Yes, we did. It was 10 years ago, this past June.
Rob Collie (02:53):
Yeah. It's crazy. It was like it was just yesterday. So we have
interesting complimentary backgrounds, you and I, and that's why I
think I was really excited to do this with you. What's your handle
on Twitter?
Thomas LaRock (03:07):
SQL Rockstar.
Rob Collie (03:08):
SQL rockstar. Now, Luke here, in his day job, he actually
interviews real rock stars. He just had Sammy Hagar.
Thomas LaRock (03:21):
Oh, I thought you said rock stars.
Rob Collie (03:22):
Oh, cold. All right. Well, he had Jason Newsted. How's that?
Thomas LaRock (03:30):
I don't even know who that is.
Rob Collie (03:34):
I'm starting to regret my selection of cohost. He was the basis for
Metallica for a while.
Thomas LaRock (03:42):
Oh, yeah. Okay.
Rob Collie (03:44):
Not anymore. Luke is really kind of slumming it with us. He's gone
from real rock stars to SQL rock stars.
Thomas LaRock (03:53):
Wow.
Rob Collie (03:54):
I know, I know. I mean, it's not like I'm any better. I'm not Sam
Hagar. Anyway, in a previous conversation, I said, hey, well, I
come from sort of like the analytics and business intelligence side
of the world. And then I said that your background originated more
on the storage side and you kind of recoiled just a little bit. It
didn't seem like it was right to you. And then you thought about
it. So what does storage mean to you? Is it the right word? Am I
using the right word?
Thomas LaRock (04:32):
Well, I think you are using the right word. I just never thought of
it in that manner. To me, when I hear storage, I think of the guys
in charge of the SANs or racking servers and things of that nature.
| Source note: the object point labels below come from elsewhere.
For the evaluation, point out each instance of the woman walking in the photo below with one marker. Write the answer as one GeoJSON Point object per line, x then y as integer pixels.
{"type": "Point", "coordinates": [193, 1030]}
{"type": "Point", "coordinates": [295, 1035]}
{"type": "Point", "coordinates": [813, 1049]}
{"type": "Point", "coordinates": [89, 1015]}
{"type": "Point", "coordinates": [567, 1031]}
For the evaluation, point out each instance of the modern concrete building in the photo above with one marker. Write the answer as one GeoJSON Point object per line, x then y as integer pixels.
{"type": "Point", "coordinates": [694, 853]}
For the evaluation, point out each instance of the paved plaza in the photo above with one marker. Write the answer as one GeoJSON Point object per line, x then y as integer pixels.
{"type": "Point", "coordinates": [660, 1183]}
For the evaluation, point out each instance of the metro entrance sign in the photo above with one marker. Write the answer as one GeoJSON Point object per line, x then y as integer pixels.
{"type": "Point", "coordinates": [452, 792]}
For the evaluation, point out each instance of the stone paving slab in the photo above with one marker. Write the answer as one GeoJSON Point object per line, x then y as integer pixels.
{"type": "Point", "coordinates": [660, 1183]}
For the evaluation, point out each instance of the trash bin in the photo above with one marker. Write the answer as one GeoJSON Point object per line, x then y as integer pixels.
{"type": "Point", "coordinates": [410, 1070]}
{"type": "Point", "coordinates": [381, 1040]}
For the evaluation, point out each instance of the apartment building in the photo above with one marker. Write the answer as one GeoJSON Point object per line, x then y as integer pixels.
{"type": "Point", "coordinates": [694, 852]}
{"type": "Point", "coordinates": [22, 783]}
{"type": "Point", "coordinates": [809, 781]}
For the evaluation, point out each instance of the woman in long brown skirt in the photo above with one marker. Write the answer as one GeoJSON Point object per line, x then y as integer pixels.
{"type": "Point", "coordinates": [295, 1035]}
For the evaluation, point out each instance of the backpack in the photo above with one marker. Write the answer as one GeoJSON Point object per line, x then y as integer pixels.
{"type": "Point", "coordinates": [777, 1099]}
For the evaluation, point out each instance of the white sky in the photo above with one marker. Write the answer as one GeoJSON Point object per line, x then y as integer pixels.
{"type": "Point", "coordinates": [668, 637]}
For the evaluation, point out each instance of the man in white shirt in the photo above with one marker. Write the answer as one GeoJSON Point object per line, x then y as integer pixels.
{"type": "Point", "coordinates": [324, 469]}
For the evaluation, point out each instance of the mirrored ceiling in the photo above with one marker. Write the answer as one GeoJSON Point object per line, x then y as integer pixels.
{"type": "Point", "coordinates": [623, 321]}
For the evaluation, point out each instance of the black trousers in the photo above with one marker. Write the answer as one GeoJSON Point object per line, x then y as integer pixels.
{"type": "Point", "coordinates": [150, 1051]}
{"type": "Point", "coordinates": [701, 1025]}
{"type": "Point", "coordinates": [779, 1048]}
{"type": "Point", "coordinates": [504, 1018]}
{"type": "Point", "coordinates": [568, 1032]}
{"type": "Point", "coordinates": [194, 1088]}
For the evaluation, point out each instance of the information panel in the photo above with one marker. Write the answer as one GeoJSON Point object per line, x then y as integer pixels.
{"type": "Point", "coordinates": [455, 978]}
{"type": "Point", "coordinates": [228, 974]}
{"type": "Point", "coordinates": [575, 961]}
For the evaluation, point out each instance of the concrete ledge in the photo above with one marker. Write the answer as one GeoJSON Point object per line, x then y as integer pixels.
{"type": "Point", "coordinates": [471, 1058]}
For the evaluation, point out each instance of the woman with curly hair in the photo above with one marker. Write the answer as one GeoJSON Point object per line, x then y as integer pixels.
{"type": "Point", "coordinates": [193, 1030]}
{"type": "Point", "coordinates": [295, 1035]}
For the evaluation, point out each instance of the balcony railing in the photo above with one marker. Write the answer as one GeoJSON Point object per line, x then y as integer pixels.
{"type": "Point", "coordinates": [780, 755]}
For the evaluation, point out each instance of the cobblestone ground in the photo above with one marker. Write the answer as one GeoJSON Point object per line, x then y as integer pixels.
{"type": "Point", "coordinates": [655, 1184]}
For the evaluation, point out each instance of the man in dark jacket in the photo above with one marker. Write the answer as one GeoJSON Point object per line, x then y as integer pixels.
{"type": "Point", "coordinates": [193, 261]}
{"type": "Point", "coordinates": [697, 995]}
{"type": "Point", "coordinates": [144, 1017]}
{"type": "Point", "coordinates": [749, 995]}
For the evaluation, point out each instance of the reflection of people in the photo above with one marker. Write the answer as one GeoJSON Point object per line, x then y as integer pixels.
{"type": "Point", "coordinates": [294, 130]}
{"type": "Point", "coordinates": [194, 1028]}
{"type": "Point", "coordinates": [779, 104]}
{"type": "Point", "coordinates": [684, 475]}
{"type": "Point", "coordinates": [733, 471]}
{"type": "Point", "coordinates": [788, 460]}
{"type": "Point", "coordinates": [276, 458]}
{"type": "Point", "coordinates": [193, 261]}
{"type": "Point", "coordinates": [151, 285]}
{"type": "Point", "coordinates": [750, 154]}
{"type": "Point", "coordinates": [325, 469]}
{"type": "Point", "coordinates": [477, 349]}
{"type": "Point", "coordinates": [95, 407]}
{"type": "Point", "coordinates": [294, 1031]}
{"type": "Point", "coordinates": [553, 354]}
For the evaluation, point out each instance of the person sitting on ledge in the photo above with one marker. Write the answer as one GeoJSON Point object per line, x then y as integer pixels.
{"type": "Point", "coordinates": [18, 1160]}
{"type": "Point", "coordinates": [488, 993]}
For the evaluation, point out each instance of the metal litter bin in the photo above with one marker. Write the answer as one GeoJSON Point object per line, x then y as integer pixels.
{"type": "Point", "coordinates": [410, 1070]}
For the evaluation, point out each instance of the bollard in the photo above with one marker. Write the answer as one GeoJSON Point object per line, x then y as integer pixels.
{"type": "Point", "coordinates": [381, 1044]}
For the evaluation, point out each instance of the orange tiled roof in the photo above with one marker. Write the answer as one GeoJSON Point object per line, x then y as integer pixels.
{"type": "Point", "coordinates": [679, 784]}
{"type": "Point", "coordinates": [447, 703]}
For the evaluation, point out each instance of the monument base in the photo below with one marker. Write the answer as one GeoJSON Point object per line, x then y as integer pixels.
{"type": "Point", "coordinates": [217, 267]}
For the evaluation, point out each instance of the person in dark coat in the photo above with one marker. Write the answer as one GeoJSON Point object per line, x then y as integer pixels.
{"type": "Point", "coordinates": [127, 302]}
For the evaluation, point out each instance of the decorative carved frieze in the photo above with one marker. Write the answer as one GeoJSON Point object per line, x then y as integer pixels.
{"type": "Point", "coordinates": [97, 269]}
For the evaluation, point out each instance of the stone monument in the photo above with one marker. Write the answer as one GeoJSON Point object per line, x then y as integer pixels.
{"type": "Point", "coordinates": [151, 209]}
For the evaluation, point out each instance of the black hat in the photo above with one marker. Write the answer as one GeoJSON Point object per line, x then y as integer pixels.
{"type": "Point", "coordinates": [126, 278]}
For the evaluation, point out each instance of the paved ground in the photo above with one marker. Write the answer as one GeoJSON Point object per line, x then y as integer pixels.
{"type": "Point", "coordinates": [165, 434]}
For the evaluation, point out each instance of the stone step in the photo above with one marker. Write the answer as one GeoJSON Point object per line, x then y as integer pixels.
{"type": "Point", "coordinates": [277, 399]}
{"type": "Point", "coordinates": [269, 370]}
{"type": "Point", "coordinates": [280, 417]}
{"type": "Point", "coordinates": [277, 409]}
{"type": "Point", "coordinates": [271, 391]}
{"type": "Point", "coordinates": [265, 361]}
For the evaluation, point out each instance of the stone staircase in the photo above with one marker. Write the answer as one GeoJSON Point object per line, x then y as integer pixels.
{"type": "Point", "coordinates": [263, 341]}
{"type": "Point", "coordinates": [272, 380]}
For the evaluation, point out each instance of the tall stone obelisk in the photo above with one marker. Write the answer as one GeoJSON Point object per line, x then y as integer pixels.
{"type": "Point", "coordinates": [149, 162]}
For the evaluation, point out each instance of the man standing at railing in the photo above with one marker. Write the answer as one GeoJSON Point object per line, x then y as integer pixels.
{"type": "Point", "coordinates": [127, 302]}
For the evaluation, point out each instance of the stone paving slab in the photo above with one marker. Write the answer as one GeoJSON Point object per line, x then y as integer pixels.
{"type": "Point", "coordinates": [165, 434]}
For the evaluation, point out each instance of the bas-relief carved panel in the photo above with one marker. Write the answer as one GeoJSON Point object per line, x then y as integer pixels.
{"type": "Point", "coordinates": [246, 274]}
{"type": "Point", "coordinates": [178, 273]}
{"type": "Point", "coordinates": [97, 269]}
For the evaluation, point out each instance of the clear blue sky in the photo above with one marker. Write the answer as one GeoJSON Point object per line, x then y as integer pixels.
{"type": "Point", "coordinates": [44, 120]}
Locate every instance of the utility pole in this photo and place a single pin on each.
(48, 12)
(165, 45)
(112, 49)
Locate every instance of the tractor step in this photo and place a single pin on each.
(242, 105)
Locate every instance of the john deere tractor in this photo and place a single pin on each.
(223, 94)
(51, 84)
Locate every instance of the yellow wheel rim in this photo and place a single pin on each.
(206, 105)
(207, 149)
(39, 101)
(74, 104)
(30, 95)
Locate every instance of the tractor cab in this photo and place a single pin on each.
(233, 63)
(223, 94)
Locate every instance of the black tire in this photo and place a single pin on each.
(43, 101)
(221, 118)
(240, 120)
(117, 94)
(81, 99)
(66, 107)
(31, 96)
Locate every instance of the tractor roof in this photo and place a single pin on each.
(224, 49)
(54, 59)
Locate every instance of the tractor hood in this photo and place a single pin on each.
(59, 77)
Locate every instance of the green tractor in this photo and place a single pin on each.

The storage admin, there's doing storage. I was a database
administrator. I never really thought about it.
Thomas LaRock (04:53):
But in a way it is storage because it's the storing of the data. So
the data has to go into an engine and then to disk and then from
disk back through the engine and back to the client. So yeah, you
could think of it as storage. I usually think of it or I usually
tell people the focus was on the internals of the database engine
itself. In this case it would be Microsoft SQL server.
Rob Collie (05:18):
Yeah. So a lot of the history of the analytics industry and the
business intelligence industry is we're still, I think, in the
middle of a multi decade hangover of the influence of the storage
industry on the way that a lot of analytics were, even from a
software industry perspective. By necessity, there have been so
many storage professionals. Storage and retrieval.
Rob Collie (05:51):
If you can't store data and recall it, you can't run a business.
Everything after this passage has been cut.